ATC-PMC führt Bewertung der Umsetzung des Anti-Terrorismus-Gesetzes in Eastern Visayas durch
Das Anti-Terrorism Council-Program Management Center (ATC-PMC) hat seine regionale Informationskampagne um eine erste Bewertung der Umsetzung des Anti-Terrorismus-Gesetzes von 2020 (ATA 2020) in Eastern Visayas erweitert, um zukünftige Antiterrormaßnahmen zu stärken und den Schutz der Menschenrechte sicherzustellen. Die Informations- und Bewertungstour, die vom 23. bis 25. Juni in Palo, Leyte, stattfand, brachte Vertreter von Strafverfolgungs- und Militäreinheiten, lokalen Regierungsbehörden, zivilen Organisationen und nationalen Regierungsbehörden zusammen, darunter die Kommission für Menschenrechte, das Innenministerium, das Nationale Ermittlungsbüro und der Anti-Geldwäsche-Rat.
Laut Rechtsanwalt John Rowie B. Domingo, stellvertretender Leiter der Direktion für Rechtsstaatlichkeit und internationale Zusammenarbeit des ATC-PMC, markierte die Veranstaltung einen Wandel gegenüber früheren Informationskampagnen durch die Einbeziehung eines formellen Bewertungsmechanismus, der dabei helfen wird, zukünftige politische Richtungen zu gestalten. Die Tour wurde gemäß der Verwaltungsanordnung Nr. 22 vom Jahr 2024 durchgeführt und unterstützt die Verpflichtungen des Landes im Rahmen des gemeinsamen Menschenrechtsprogramms der Vereinten Nationen.

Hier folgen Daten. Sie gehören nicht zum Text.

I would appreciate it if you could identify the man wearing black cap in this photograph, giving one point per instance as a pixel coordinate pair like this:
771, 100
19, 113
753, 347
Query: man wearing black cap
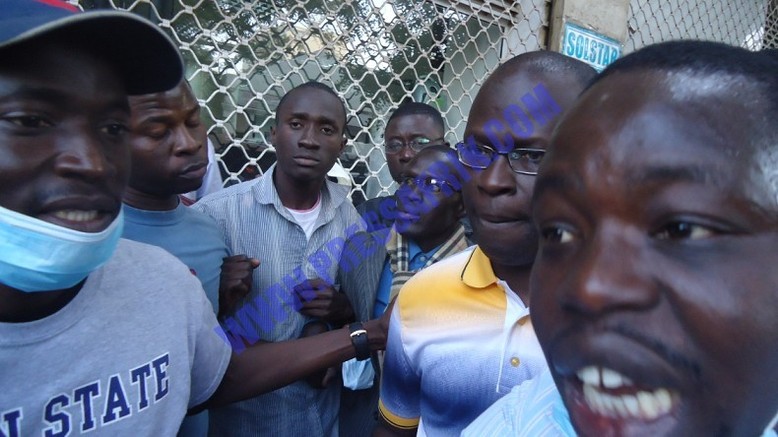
99, 333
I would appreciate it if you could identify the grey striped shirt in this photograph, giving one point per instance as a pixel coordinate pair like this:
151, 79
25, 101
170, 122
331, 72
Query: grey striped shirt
254, 222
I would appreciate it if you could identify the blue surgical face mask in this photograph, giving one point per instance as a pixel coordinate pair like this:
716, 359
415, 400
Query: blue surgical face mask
39, 256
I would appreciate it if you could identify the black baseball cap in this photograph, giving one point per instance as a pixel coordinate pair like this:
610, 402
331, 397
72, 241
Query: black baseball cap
144, 56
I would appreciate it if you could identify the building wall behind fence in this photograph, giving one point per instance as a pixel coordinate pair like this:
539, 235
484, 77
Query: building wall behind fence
242, 56
752, 24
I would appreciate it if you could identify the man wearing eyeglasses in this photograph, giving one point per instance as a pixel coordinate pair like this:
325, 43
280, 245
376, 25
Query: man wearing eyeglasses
460, 335
426, 230
412, 127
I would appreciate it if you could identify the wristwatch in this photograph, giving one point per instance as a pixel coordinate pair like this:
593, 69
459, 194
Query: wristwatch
359, 340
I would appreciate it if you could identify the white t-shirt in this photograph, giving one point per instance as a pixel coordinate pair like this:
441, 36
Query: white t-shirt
306, 218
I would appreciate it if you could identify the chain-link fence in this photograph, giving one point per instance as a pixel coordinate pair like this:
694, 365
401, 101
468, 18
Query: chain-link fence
242, 56
752, 24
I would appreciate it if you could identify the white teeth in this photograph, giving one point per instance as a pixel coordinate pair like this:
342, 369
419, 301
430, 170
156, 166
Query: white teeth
633, 407
611, 379
601, 376
641, 404
664, 399
75, 215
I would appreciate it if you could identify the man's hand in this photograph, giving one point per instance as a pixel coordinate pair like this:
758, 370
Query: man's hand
235, 282
320, 300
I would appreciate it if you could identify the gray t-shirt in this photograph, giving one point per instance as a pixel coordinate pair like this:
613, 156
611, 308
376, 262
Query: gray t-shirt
128, 355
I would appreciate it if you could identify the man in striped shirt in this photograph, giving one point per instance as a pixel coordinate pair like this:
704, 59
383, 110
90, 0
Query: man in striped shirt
294, 221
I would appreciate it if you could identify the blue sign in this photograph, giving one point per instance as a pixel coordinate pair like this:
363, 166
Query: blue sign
588, 46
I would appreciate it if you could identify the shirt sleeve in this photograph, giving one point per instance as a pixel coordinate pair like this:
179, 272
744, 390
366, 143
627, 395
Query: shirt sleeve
211, 352
532, 409
400, 399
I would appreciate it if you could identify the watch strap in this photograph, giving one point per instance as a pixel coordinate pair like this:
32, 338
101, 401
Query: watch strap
358, 336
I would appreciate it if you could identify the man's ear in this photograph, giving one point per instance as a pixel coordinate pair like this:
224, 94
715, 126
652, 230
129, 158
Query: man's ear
460, 209
342, 145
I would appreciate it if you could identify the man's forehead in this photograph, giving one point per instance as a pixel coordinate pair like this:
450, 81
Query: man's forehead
175, 98
313, 102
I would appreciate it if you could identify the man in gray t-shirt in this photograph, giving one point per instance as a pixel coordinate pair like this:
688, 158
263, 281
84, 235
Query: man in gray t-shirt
99, 334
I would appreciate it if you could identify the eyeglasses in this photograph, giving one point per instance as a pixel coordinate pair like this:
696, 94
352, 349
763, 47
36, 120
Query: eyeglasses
523, 161
394, 146
429, 184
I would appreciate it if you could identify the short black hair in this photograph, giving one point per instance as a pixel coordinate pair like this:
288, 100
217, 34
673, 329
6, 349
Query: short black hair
545, 61
418, 108
312, 85
707, 58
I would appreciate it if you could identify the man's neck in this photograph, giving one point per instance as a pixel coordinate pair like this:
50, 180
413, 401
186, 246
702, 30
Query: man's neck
150, 202
427, 244
17, 306
296, 194
517, 278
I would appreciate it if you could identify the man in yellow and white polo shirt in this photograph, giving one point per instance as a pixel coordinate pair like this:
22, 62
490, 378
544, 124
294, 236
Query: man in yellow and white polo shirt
460, 335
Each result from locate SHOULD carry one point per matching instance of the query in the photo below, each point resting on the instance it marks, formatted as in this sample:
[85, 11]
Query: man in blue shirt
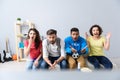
[75, 47]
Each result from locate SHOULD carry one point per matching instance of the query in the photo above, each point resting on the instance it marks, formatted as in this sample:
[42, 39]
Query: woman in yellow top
[96, 44]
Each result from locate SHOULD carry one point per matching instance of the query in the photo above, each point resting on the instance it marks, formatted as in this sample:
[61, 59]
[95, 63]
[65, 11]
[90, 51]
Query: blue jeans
[30, 66]
[63, 63]
[97, 60]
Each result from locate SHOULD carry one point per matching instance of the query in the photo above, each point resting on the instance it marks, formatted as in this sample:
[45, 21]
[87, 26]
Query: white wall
[62, 15]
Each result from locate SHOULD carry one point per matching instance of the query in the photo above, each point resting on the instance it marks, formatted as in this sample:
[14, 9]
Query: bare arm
[107, 42]
[48, 61]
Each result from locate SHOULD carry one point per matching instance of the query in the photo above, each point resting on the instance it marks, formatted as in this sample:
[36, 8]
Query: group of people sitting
[67, 54]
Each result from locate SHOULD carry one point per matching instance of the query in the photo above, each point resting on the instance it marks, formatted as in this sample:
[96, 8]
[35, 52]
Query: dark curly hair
[99, 28]
[37, 39]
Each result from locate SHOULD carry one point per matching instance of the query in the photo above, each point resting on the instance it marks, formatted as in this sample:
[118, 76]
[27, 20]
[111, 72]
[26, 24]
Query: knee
[43, 65]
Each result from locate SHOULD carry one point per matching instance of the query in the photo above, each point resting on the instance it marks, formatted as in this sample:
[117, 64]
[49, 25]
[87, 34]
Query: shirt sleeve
[62, 49]
[67, 47]
[45, 51]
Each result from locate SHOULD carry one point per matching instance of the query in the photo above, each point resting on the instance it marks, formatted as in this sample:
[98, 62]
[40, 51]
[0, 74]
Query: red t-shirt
[34, 53]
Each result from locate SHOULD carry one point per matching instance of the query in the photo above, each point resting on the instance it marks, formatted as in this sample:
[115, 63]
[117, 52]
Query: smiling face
[75, 35]
[51, 38]
[32, 34]
[95, 31]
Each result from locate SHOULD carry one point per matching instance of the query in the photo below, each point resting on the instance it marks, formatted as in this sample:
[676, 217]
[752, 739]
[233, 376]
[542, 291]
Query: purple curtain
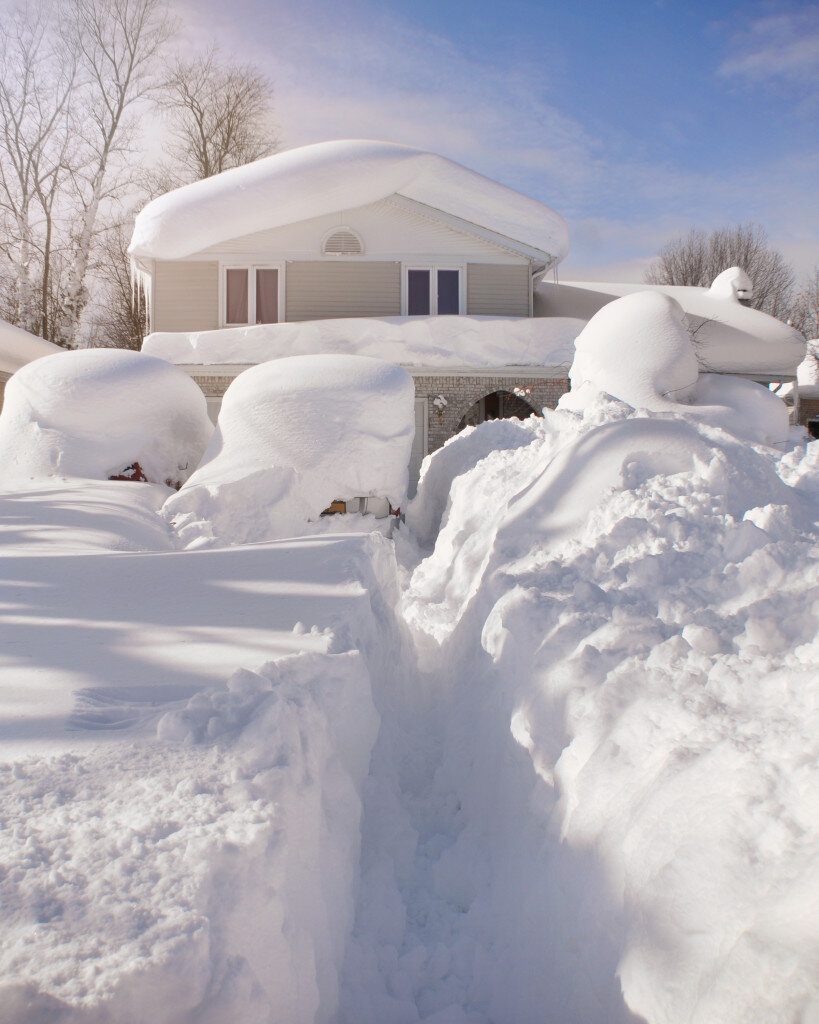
[236, 305]
[267, 296]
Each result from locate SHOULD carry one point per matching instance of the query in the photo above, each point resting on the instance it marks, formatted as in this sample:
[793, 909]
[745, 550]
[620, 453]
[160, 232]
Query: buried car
[298, 437]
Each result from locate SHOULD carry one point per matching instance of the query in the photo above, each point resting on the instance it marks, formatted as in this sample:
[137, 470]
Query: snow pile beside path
[169, 883]
[631, 600]
[94, 413]
[425, 341]
[638, 349]
[294, 435]
[18, 347]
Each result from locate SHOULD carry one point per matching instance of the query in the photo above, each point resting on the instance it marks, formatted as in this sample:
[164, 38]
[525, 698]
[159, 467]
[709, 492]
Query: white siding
[494, 290]
[185, 296]
[325, 290]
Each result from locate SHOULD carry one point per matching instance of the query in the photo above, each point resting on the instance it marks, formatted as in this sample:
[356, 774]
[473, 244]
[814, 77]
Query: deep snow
[328, 177]
[550, 756]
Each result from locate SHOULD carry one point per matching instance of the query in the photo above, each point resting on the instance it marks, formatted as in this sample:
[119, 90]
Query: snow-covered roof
[436, 342]
[327, 177]
[18, 347]
[729, 336]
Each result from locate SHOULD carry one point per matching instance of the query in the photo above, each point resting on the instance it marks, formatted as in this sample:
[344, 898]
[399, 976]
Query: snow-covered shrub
[295, 434]
[94, 413]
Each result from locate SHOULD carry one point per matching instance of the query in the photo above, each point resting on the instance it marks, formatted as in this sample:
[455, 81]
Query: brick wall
[462, 392]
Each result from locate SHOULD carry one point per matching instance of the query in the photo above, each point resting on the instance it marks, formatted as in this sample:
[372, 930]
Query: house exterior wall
[462, 392]
[316, 290]
[498, 290]
[185, 296]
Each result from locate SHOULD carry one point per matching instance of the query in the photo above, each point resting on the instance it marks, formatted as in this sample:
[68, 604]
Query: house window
[251, 290]
[433, 291]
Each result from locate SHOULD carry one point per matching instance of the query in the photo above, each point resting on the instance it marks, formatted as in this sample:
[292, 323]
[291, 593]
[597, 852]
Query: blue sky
[635, 120]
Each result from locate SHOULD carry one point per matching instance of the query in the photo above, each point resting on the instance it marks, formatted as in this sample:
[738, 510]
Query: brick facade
[460, 391]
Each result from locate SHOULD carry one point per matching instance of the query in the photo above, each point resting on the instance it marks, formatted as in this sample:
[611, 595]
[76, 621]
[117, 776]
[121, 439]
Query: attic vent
[343, 242]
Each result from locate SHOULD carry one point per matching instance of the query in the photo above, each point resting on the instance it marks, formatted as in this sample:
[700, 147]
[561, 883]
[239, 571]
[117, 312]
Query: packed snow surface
[293, 435]
[327, 177]
[551, 755]
[94, 413]
[729, 337]
[417, 341]
[18, 347]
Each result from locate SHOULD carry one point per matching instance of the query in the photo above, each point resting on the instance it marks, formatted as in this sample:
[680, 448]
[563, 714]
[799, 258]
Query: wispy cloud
[780, 46]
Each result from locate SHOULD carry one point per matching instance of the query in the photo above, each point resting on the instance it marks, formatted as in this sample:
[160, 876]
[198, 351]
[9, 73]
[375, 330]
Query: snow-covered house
[359, 247]
[377, 249]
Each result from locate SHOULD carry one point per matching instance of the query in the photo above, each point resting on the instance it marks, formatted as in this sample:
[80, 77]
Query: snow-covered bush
[639, 350]
[96, 413]
[295, 434]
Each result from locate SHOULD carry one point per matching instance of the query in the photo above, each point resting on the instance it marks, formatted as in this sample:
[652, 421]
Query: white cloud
[781, 46]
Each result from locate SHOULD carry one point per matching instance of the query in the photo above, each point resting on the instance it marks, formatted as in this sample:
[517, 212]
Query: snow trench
[547, 761]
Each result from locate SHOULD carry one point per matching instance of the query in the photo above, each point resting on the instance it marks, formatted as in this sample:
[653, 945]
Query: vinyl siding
[498, 290]
[185, 296]
[322, 291]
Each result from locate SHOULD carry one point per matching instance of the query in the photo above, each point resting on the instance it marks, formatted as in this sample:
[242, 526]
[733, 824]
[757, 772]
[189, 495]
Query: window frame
[251, 268]
[433, 292]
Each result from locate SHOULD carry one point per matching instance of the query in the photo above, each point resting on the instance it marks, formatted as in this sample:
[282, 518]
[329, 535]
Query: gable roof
[326, 177]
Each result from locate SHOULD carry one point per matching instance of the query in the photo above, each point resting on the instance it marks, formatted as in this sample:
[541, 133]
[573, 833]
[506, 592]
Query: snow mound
[94, 413]
[639, 350]
[631, 600]
[293, 435]
[313, 180]
[18, 347]
[729, 337]
[418, 341]
[185, 881]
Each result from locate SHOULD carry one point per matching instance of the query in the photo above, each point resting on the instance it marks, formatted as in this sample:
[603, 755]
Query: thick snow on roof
[638, 349]
[730, 338]
[410, 341]
[293, 435]
[18, 347]
[326, 177]
[94, 412]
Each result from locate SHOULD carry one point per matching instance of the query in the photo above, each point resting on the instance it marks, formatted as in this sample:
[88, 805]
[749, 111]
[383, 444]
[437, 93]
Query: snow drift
[18, 347]
[639, 350]
[417, 341]
[326, 177]
[729, 337]
[94, 413]
[293, 435]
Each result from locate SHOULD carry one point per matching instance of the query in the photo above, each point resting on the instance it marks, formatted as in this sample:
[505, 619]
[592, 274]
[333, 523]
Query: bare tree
[697, 258]
[806, 306]
[38, 78]
[118, 42]
[219, 115]
[119, 316]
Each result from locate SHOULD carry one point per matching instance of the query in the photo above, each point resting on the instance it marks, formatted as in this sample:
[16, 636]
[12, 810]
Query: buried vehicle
[298, 437]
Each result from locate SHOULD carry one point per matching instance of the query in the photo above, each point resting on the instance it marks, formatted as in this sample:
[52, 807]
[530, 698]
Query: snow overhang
[327, 177]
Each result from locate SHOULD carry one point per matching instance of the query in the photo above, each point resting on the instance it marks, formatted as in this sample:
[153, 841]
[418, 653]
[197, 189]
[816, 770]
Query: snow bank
[326, 177]
[729, 337]
[416, 341]
[639, 350]
[93, 413]
[18, 347]
[294, 435]
[630, 598]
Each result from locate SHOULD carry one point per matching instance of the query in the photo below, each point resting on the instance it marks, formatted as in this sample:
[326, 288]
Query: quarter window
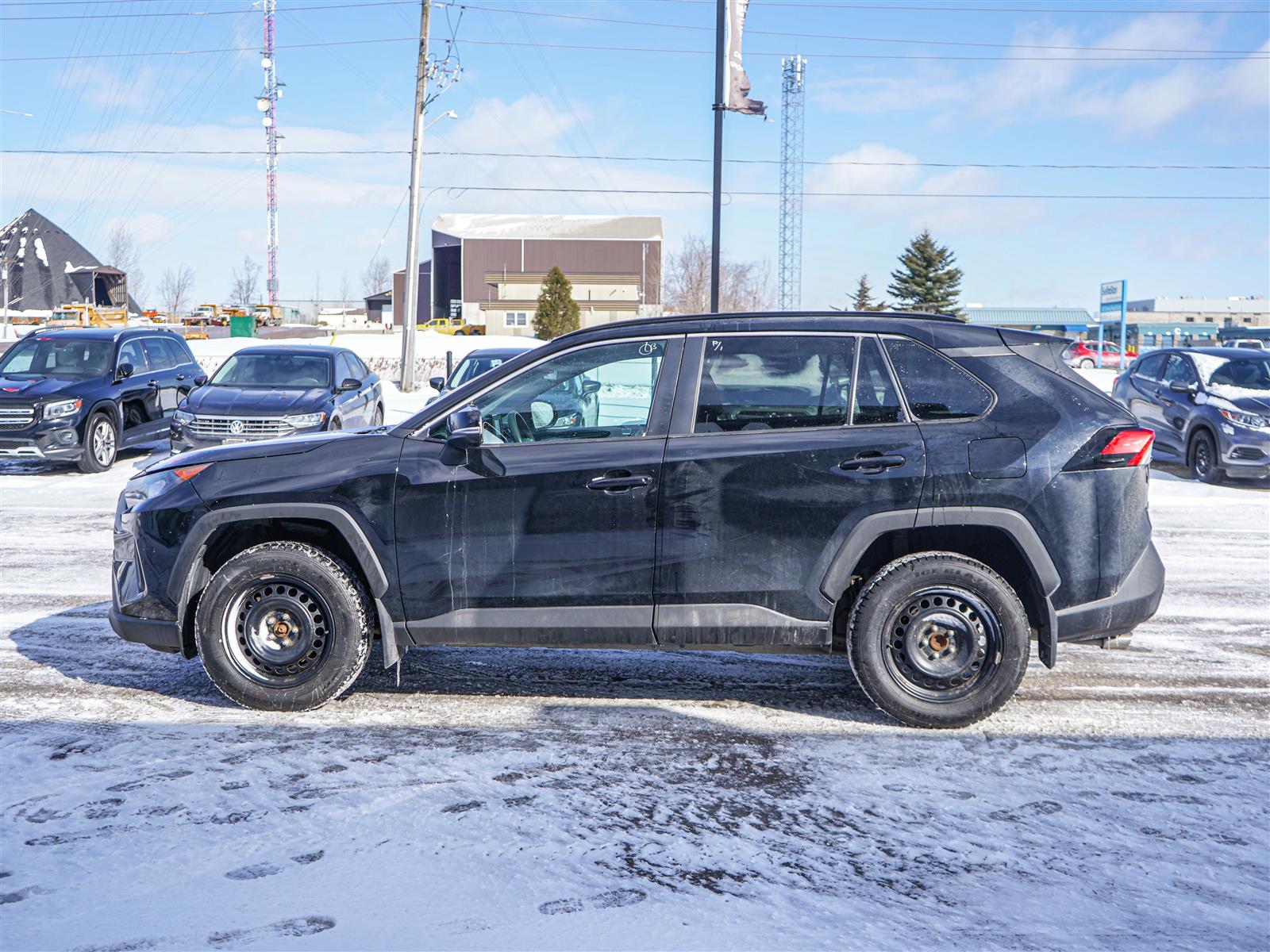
[937, 389]
[775, 382]
[596, 393]
[876, 399]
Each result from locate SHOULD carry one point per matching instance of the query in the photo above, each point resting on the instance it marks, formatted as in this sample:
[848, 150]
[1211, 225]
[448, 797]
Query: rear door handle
[876, 463]
[619, 484]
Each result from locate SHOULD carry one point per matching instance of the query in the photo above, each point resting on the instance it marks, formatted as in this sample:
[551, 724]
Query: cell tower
[268, 105]
[789, 281]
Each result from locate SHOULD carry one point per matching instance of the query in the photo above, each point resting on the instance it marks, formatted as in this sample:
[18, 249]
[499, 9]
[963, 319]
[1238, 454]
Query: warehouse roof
[597, 228]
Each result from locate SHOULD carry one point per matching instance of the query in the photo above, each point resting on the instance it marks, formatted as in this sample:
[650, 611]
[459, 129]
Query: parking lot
[502, 799]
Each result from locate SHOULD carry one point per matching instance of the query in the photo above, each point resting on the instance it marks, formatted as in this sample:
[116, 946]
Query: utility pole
[791, 253]
[719, 107]
[412, 241]
[268, 103]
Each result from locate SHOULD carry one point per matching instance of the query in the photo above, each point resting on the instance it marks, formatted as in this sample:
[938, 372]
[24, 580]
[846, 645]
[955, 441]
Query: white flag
[738, 83]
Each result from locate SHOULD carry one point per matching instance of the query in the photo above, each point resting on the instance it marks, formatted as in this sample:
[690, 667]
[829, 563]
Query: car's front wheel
[1203, 459]
[283, 626]
[937, 640]
[101, 443]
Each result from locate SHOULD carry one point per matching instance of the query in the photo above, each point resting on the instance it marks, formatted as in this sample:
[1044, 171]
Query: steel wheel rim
[279, 631]
[941, 644]
[103, 442]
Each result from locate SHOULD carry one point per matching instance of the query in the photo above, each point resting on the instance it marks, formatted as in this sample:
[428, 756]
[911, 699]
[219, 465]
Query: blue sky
[1019, 83]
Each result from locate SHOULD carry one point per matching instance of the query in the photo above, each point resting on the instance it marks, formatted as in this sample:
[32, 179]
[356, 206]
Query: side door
[163, 372]
[545, 533]
[780, 443]
[139, 395]
[1174, 410]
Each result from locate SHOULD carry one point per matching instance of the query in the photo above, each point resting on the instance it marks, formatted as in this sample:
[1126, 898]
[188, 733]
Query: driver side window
[595, 393]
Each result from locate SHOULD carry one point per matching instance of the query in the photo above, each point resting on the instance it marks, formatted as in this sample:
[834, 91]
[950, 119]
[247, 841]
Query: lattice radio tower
[268, 105]
[789, 281]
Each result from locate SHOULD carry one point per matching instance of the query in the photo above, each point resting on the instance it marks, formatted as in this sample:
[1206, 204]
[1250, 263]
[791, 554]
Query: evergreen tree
[926, 279]
[863, 300]
[558, 313]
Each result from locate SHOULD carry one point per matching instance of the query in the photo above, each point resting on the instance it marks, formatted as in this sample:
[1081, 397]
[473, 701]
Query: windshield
[57, 357]
[1240, 378]
[273, 371]
[473, 367]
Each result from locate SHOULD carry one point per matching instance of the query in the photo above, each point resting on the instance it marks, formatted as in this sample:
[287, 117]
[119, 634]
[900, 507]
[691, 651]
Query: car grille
[17, 418]
[257, 427]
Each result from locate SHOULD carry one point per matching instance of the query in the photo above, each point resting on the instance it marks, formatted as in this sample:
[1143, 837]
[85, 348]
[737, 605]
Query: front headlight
[1250, 420]
[61, 409]
[305, 420]
[150, 486]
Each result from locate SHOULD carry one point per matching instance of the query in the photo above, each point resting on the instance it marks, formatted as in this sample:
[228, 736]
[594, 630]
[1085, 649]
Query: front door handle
[873, 463]
[619, 482]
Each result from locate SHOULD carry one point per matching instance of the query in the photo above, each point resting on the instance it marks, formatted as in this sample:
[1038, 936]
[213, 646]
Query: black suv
[82, 393]
[918, 493]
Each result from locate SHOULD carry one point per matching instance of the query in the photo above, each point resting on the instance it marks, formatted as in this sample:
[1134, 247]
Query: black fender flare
[190, 575]
[1015, 524]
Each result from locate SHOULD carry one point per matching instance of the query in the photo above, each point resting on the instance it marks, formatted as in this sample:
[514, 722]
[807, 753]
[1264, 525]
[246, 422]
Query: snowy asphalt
[552, 799]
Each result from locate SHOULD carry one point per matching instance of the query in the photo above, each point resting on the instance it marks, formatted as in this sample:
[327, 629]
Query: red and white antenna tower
[268, 105]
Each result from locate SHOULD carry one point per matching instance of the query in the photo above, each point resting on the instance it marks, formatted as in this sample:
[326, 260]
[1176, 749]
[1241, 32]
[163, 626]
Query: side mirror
[467, 432]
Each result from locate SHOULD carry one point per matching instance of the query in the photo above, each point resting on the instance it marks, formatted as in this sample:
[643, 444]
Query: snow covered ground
[552, 799]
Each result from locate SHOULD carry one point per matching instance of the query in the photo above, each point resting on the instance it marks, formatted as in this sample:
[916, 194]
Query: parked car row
[83, 393]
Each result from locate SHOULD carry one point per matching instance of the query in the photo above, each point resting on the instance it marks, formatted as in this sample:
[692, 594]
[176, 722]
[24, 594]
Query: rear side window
[876, 399]
[1149, 367]
[775, 382]
[937, 389]
[158, 355]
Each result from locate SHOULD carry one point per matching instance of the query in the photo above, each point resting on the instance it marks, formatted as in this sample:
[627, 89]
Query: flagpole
[719, 105]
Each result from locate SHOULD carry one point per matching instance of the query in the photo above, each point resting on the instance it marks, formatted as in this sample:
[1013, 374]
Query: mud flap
[391, 640]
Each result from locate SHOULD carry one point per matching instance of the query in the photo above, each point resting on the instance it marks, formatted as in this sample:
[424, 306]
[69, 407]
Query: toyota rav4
[925, 495]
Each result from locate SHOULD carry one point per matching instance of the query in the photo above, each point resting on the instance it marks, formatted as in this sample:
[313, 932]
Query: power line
[641, 50]
[637, 159]
[658, 25]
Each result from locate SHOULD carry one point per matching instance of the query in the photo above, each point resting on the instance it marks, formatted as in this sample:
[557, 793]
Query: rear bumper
[1133, 603]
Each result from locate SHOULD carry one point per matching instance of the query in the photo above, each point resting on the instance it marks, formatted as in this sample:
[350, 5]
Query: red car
[1085, 353]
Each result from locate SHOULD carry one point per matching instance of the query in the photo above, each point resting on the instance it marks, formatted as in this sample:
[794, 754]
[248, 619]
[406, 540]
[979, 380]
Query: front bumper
[48, 440]
[1133, 603]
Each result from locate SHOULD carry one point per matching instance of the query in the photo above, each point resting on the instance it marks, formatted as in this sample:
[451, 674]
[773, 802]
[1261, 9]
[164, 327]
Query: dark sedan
[266, 393]
[1208, 406]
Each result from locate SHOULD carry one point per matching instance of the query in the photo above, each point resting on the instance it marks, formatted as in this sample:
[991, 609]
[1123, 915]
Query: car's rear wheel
[1203, 459]
[937, 640]
[283, 626]
[101, 443]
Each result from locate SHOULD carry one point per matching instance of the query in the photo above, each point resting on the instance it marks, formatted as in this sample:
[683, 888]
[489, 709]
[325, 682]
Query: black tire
[1203, 459]
[101, 443]
[294, 590]
[937, 640]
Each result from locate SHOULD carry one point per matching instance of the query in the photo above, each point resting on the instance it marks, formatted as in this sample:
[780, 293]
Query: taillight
[1113, 448]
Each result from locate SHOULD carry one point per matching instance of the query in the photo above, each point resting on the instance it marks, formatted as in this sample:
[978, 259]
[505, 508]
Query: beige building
[489, 268]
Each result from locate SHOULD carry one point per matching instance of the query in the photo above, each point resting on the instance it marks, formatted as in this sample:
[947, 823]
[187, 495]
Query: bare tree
[122, 251]
[378, 276]
[175, 287]
[743, 286]
[245, 285]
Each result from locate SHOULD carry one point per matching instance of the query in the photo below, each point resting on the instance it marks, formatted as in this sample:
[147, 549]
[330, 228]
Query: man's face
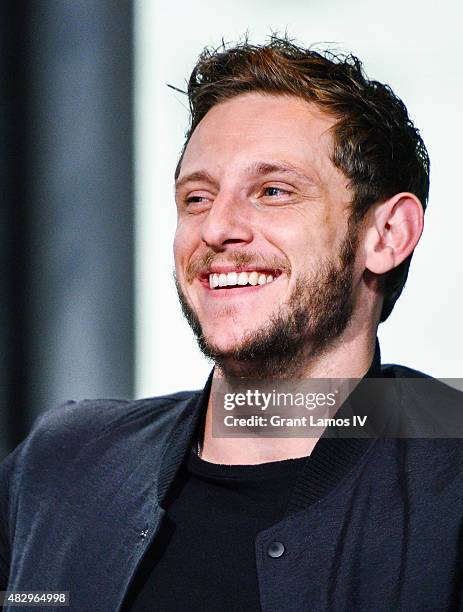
[262, 227]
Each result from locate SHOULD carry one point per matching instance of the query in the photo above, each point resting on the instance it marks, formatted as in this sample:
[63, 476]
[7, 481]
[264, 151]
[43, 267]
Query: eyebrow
[259, 168]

Domingo sagte, dass die Diskussionen betonten, dass Antiterrormaßnahmen stets an der Rechtsstaatlichkeit und der Achtung der Menschenrechte ausgerichtet sein müssen. Themen umfassten Schutzmaßnahmen gemäß dem ATA 2020, wie die Bezeichnung und das Verbot von terroristischen Organisationen, Überwachungsmaßnahmen und Bemühungen zur Unterdrückung der Terrorismusfinanzierung. Die Teilnehmer erhielten außerdem Informationen über die nationale Antiterrormstrategie 2021 und den nationalen Aktionsplan zur Verhinderung und Bekämpfung von gewalttätigem Extremismus, wobei die Rolle der Gemeinschaftsresilienz und der multisektoralen Zusammenarbeit bei der Bekämpfung von Sicherheitsbedrohungen hervorgehoben wurden.
Die Veranstaltung umfasste auch Updates zu staatlichen Gemeinschaftsunterstützungsprogrammen, die die Rolle der philippinischen Nationalpolizei und der Streitkräfte der Philippinen bei Aufstandsbekämpfung und Friedensaufbau, einschließlich der Räumung von aufständischen beeinflussten Barangays, der Reintegration ehemaliger Rebellen und Initiativen zur Stärkung lokaler Gemeinschaften, hervorhoben. Es fanden auch Sitzungen zu chemischen, biologischen, radiologischen und nuklearen Vorbereitungen und strategischen Kommunikationen statt, um den Teilnehmern ein breiteres Verständnis für aufkommende terrorismusbezogene Bedrohungen zu vermitteln.
Ein wichtiger Bestandteil der Tour war die erste Bewertung der Umsetzung des ATA in der Region. Unter der Chatham-House-Regel, um eine offene Diskussion zu fördern, führten die Teilnehmer strukturierte Umfragen durch, um operationale Lücken, Ressourcenanforderungen und Herausforderungen bei der behördenübergreifenden Koordination zu identifizieren. Domingo sagte, dass die Ergebnisse in einen umfassenden ATC-PMC-Bericht einfließen werden, der zukünftige politische und operative Verbesserungen leiten wird. Er fügte hinzu, dass die Veranstaltung in Eastern Visayas als Modell für ähnliche Initiativen im ganzen Land dient, indem öffentliche Sensibilisierung mit evidenzbasierter Politikbewertung kombiniert wird, um das Engagement der Regierung für wirksame Antiterrormaßnahmen bei gleichzeitiger Wahrung der Menschenrechte zu unterstreichen.